5.      Evaluasi Pendidikan
Nana Sudjana mengatakan bahwa, untuk dapat menentukan tercapainya tujuan pendidikan dan pengajaran perlu dilakukan usaha atau tindakan evaluasi. Evaluasi pada dasarnya adalah memberikan pertimbangan atan harga atau berdasarkan kriteria tertentu. Proses belajar dan mengajar adalah proses yang bertujuan. Tujuan tersebut menyatakan dalam rumusan tingkah laku yang diharapkan dimiliki siswa setelah menyelesaikan pengalaman belajarnya. Hasil yang diperoleh dari penilaian dinyatakan dalam bentuk hasil belajar. Oleh karena itu, tindakan atau kegiatan tersebut dinamakan penilaian akhir belajar.
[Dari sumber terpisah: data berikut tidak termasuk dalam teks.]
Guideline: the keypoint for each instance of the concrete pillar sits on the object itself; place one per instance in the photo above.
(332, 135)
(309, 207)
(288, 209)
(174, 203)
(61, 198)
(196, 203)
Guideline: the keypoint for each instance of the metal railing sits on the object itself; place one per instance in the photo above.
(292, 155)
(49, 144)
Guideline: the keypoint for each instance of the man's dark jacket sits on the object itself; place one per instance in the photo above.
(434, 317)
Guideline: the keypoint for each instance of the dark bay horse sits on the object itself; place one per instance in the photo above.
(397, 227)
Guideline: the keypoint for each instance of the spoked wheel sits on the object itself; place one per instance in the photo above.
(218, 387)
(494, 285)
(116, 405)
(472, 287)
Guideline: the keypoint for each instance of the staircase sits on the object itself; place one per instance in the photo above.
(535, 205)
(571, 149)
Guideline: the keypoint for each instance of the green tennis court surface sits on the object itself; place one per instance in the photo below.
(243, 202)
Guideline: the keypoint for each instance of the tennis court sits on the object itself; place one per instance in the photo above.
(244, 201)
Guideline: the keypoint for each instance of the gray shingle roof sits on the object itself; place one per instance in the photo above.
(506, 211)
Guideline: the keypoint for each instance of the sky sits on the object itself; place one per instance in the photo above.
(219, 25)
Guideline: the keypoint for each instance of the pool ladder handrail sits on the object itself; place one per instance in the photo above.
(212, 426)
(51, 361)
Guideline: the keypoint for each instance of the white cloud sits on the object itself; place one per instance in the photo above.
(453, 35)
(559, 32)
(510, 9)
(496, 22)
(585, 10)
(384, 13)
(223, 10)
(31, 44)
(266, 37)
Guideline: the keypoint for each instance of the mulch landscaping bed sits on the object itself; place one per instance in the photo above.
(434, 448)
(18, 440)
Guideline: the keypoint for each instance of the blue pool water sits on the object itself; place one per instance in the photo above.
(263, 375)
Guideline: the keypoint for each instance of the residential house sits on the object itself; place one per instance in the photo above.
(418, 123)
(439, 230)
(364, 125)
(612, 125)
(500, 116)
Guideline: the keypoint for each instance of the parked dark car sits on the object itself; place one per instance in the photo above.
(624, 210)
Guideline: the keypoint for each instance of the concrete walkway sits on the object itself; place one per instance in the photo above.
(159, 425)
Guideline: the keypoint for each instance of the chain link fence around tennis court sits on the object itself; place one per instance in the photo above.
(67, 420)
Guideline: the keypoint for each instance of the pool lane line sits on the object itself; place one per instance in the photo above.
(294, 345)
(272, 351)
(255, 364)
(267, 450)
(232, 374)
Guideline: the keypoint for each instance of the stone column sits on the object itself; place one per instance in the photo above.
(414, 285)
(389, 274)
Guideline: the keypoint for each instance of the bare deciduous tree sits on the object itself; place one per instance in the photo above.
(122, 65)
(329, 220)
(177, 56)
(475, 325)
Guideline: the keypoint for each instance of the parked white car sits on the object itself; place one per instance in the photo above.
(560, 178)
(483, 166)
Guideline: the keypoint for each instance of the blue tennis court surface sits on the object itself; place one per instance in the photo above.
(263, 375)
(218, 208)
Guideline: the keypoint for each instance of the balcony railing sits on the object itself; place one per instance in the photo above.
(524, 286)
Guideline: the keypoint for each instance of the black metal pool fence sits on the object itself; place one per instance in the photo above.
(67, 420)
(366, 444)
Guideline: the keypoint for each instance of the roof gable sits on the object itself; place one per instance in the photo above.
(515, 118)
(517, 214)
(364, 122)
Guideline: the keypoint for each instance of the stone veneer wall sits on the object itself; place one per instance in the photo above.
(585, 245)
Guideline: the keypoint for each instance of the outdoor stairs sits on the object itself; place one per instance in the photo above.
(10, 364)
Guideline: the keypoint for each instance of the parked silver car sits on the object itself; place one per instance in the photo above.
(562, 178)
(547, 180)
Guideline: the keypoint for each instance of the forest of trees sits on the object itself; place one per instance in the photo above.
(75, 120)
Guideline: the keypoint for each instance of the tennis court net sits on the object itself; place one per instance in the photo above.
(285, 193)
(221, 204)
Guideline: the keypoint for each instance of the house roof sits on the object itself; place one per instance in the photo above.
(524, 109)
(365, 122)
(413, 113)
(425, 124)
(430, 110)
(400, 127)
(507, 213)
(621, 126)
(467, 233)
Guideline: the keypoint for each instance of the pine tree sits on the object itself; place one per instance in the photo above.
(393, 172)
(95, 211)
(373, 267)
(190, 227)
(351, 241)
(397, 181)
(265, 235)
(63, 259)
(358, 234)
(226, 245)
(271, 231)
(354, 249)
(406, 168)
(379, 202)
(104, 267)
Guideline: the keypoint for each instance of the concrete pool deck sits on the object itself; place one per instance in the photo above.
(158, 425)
Dalam menjalankan misi pendidikan, untuk melihat tingkat atau kadar penguasaan sahabat terhadap materi pelajaran, Nabi SAW juga mengevaluasi sahabat-sahabatnya. Dengan mengevaluasi para sahabat, Rosulullah SAW mengetahui kemampuan para sahabat dalam memahami ajaran agama atau dalam menjalankan tugas. Untuk melihat hasil pembelajaran yang dilaksanakan, Rosulullah sering mengevaluasi hafalan para sahabat dengan cara menyuruh mereka untuk membacakan ayat-ayat Al-Qur’an di hadapannya dengan membetulkan hafalan dan bacaan mereka yang salah. Nabi juga mengevaluasi kemampuan sahabat untuk dijadikan utusan ke suatu daerah mengajarkan agama Islam, misalnya dialog antara Rosulullah SAW dengan Mu’adz Ibnu Jabal ketika Mu’adz akan diutus sebagai qadli ke negeri Yaman. Rosulullah SAW bertanya kepada Mu’adz bagaimana ia memutuskan suatu perkara yang muncul di tengah-tengah umat. Mu’adz menjawab apabila hendak memutuskan suatu perkara, pertama kali berlandaskan kepada Al-Qur’an, bila tidak didapati dalam Al-Qur’an baru memutuskan berdasarkan Hadis Rosulullah SAW.  Apabila tidak didapati pada keduanya kemudian memutuskannya menggunakan metode ijtihad. Rosulullah senyum tanda menyetujui dan percaya akan kompetensi Mu’adz sebagai utusan ke negeri Yaman. Evaluasi juga dapat dilakukan dengan cara bertanya tentang sesuatu masalah hukum secara langsung kepada Rasulullah, lalu Rasulullah menjawabnya.[20]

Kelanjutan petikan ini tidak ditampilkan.